Performance is a mystical thing our systems must have. But as with most thing in software engineering, there is no clearly defined set of steps that have to be followed in order to have a performant system. It depends on the architecture, on the network, on the algorithms, on the domain problem, on the chosen technologies, on the database, etc.
Apart from applying common-sense driven development, I have “collected” some general tips on how problems with performance can usually be addressed.
But before that, I have to make a clarification. A “performance problem” is not only about problems that you realize after you run your performance tests or after you deploy to production. Not all optimization is premature, so most of these “tips” must be applied in advance. Of course, you should always monitor, measure and try to find bottlenecks in a running system, but you should also think ahead.
The first thing is using a cache. Anything that gets accessed many times but doesn’t change that often must be cached. If it’s a database table, the query should be cached. If a heavy method is invoked many times, it can be cached. Static web resources must be cached. On an algorithmic level, memoization is a useful technique. So how to do the caching?
It depends. An ORM can provide the relevant cache infrastructure for database queries, spring has method-level cache support, web frameworks have resource caches. Some distributed cache (memcached/redis/ElastiCache) can be setup, but that may be too much of an effort. Sometimes it’s better and easier to have a local cache. Guava has a good cache implementation, for example.
Of course, as Phil Karlton has once said, “There are only two hard things in Computer Science: cache invalidation and naming things”. So cache comes with a “mental” cost. How and when should the cache be invalidated. So don’t just cache everything – figure out where there’s benefit. In many cases, that is quite obvious.
The second tip is to use queues (and that does not contradict my claim that you probably don’t need an MQ). It can be an in-memory queue, or it can be a full-blown MQ system. In any case, if you have a heavy operation that has to be performed, you can just queue all the requests for that operation. Users will have to wait, but sometimes that doesn’t matter. For example, twitter can generate your entire twitter archive. That takes a while, as it has to go through a lot of records and aggregate them. My guess is that they use a queue for that – all requests for archive generation are queued. When your time comes, and your request is processed, you get an email. Queuing should not be overused, though. Simply having an expensive operation doesn’t mean a queue solves it.
The third tip is background calculation. Some data you have to show to your users doesn’t have to be generated in real-time.

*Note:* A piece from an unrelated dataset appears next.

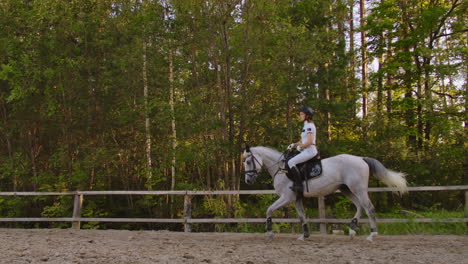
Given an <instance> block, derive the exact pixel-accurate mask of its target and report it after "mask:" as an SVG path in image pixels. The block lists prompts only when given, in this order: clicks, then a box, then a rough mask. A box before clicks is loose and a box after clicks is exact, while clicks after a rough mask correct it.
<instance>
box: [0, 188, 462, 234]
mask: <svg viewBox="0 0 468 264" xmlns="http://www.w3.org/2000/svg"><path fill="white" fill-rule="evenodd" d="M392 190H394V189H392V188H369V192H389V191H392ZM409 191H410V192H415V191H431V192H432V191H465V217H464V218H443V219H432V218H411V219H401V218H399V219H378V222H379V223H403V222H420V223H432V222H440V223H454V222H466V223H468V185H458V186H425V187H409ZM337 192H339V191H337ZM258 194H275V191H274V190H255V191H75V192H0V196H64V195H73V196H74V197H75V199H74V205H73V215H72V217H63V218H47V217H38V218H33V217H24V218H6V217H1V216H0V222H73V224H72V226H73V228H76V229H80V225H81V222H121V223H180V224H183V225H184V230H185V232H190V231H191V228H190V225H191V224H194V223H265V218H192V213H191V212H192V197H193V196H197V195H258ZM85 195H86V196H92V195H94V196H96V195H183V196H184V216H183V217H182V218H177V219H174V218H83V217H81V209H82V206H83V198H84V196H85ZM318 210H319V218H308V219H307V221H308V223H318V224H320V232H321V233H323V234H325V233H326V230H327V226H326V225H327V224H331V223H349V222H350V221H351V219H333V218H326V216H325V198H324V197H318ZM273 221H274V222H276V223H299V219H298V218H273ZM360 222H361V223H368V219H364V218H363V219H361V220H360Z"/></svg>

So you can have a background task that does its job periodically, instead of having the user wait for the result in a veery long request. For example, music generation in my Computoser takes a lot of time (due to the mp3 generation), so I can’t just generate tracks upon request. But there’s a background process that generates tracks and serves a newly generated track to each new visitor.
The previous two tips were more about making heavy operations not look slow, rather than actually optimizing them. But they are also about not using too much server resources for achieving the required task.
Database optimizations are next. Quite obvious, you may say, but actually – no. Especially if using an ORM, many people have no idea what happens underneath (hint: it’s not the ORM’s fault). I’ve seen a production system with literally no secondary indexes, for example. It was fine until there were millions of records, but it has gradually become unusable (why it wasn’t fixed – different story). So, yes, create indexes. Use EXPLAIN to see how your queries are executed, see if there are any unnecessary full table scans.
Another tip that I’ve already written about is using the right formats for internal communication. Schemes like Thrift, Avro, protobuf, messagepack, etc. exist for exactly this reason. If your systems/services have to communicate internally, you don’t want XML, if there’s another format that takes 20% of the space and uses 30% of the CPU to serialize/deserialize. These things accumulate at scale.
The final tip is “Don’t do stupid things”, and it’s harder than it sounds. It is a catch-all tip, but sometimes when you look at your code from aside, you want to slap yourself. Have you just written an O(nn) array search? Have you just called an external service a thousand times where you could’ve cached the result the first time? Have you forgotten to add an index? Such obviously stupid things lurk in every project. So in order to minimize the stupid things being done, do code reviews. Code reviews are not premature optimization either.
Will applying these tips mean your system performs well? Not at all. But it’s a good start.